The Sibal Family History

Highlights of the Second Generation

The Marriages of Antonia
Antonia blossomed into a beautiful woman, more light-skinned than her mother, though not as tall. Many young men cast admiring glances in her direction. One day, the Spanish friar, together with a handsome young Spanish officer, came to visit Bruna at home and asked for the hand, in marriage, of the pretty Antonia. In those Spanish times, the priest of the town helped many impoverished Spanish soldiers by marrying them off to the daughters of his wealthy parishioners. In Antonia’s case, it was fortunate for both Antonia and Santiago Tornell (the Spanish officer newly arrived from Spain) to fall in love with each other. And so, there was a grand wedding for them in 1870.

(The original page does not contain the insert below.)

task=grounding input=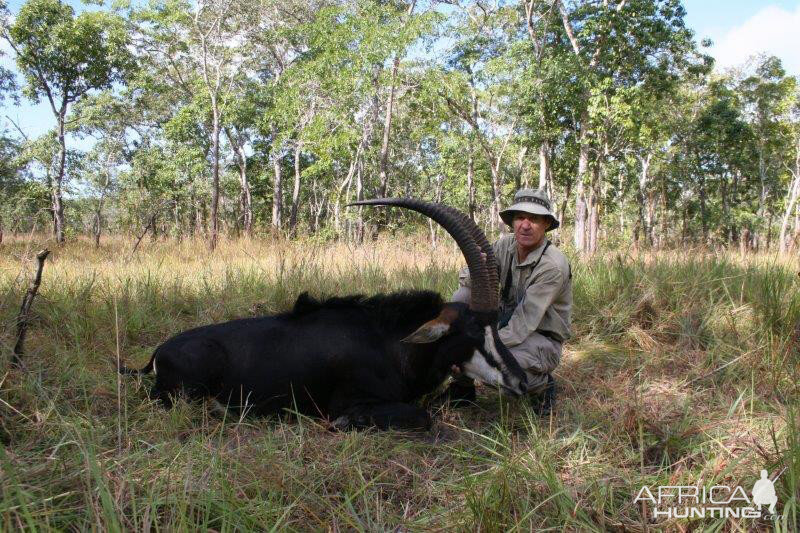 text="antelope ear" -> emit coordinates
[400,317,450,344]
[400,306,458,344]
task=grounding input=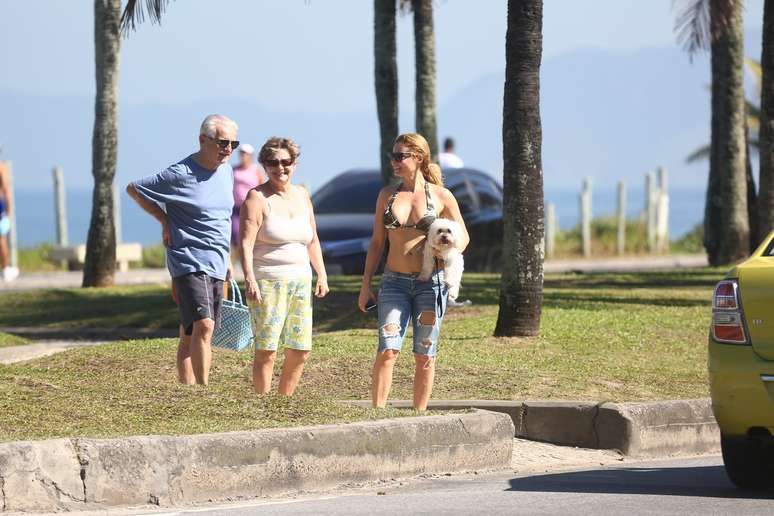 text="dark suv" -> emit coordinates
[312,168,503,274]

After the marriage, Bruna gave them generous tracts of land worked by tenants managed by Santiago. During planting season, and during the harvest, Santiago often went to the fields on horseback to superintend the work in progress. He usually brought his gun with him.
One morning, as Antonia was pressing the clothes he would wear, he teasingly told his wife that they would see who could finish first- Antonia in pressing clothes, or Santiago in cleaning his gun. While doing so, Santiago accidentally shot himself. And he died in 1873, leaving Antonia with their year-old daughter, Dionisia Tornell, born in 1872.

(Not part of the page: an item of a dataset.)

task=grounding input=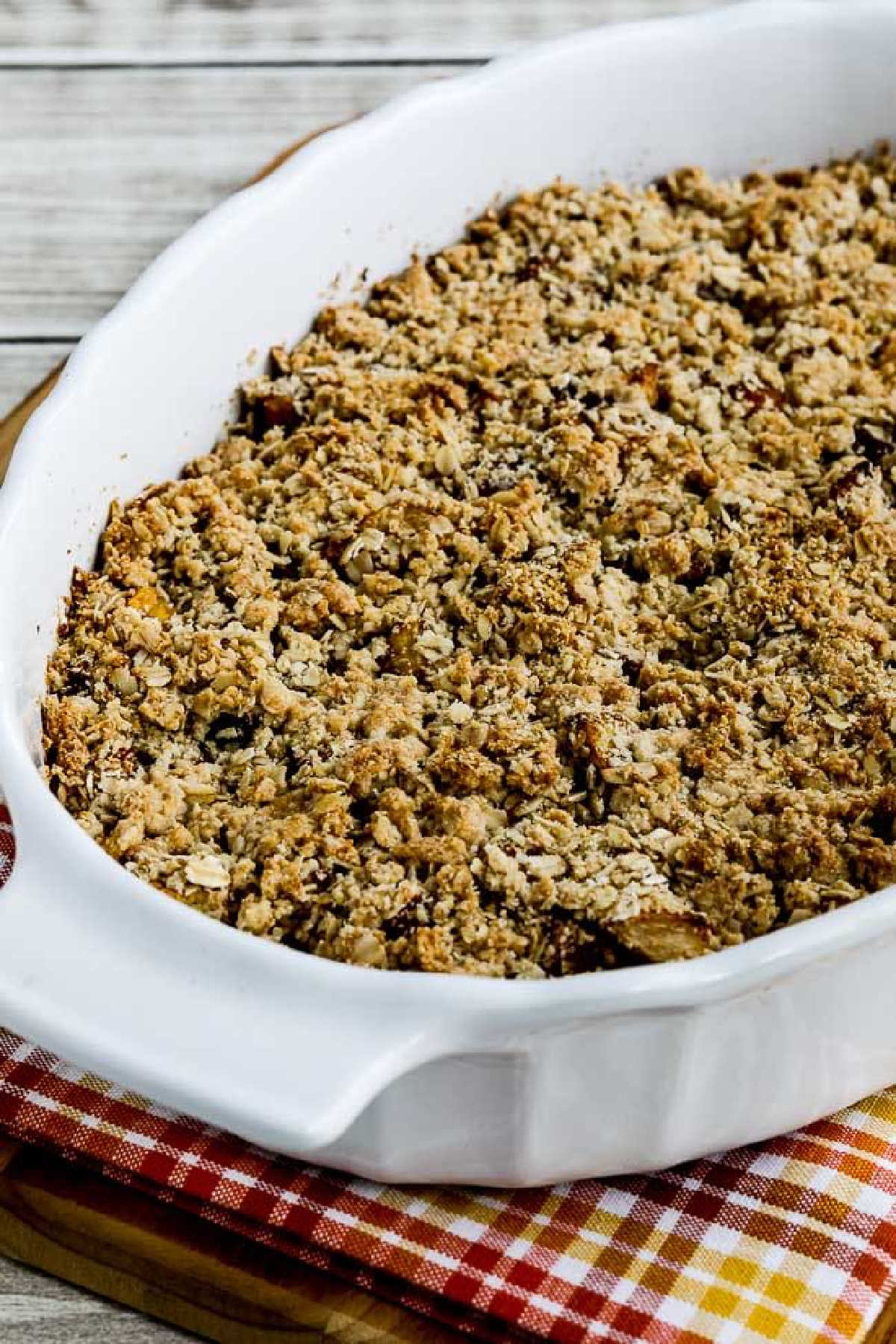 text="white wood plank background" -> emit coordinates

As Antonia was still young and pretty, many suitors flocked to her door and in 1874, she remarried. The lucky man was a bachelor surnamed Fuertes. They had a baby girl in 1875 named Juana Fuertes.

During Antonia’s time, people pressed clothes by using the roller pressor. It was a wooded contraption composed of three parts:
(1) a wooden board five feet long, four feet wide, and four inches thick laid on the floor near a post, (2) a wooden pin three inches in diameter, three feet long, whereon the shirt or skirt to be pressed was neatly folded and wound around this rolling pin, and put on the middle of the board, (3) on top of this, another wooden board, three feet long, one foot wide, and one inch thick, was placed. The board whereon the roller rolled had a depression so the roller would not roll off the edges of the board. The person pressing clothes held on to the post and put each foot near the ends of the board atop the roller. While standing and holding firmly to the post, the person swayed her body to the right and the roller rolled to the left, then the person swayed to the left and the roller rolled to the right. Swaying right and left like a graceful dancer, the person thus pressed the clothes neatly coiled around the wooden pin. When the writer was a little girl, she saw her grandmother, Roberta Macale Sibal, press her skirt this way. In Pampango, the pressor was called “pagulong”, meaning “roller.”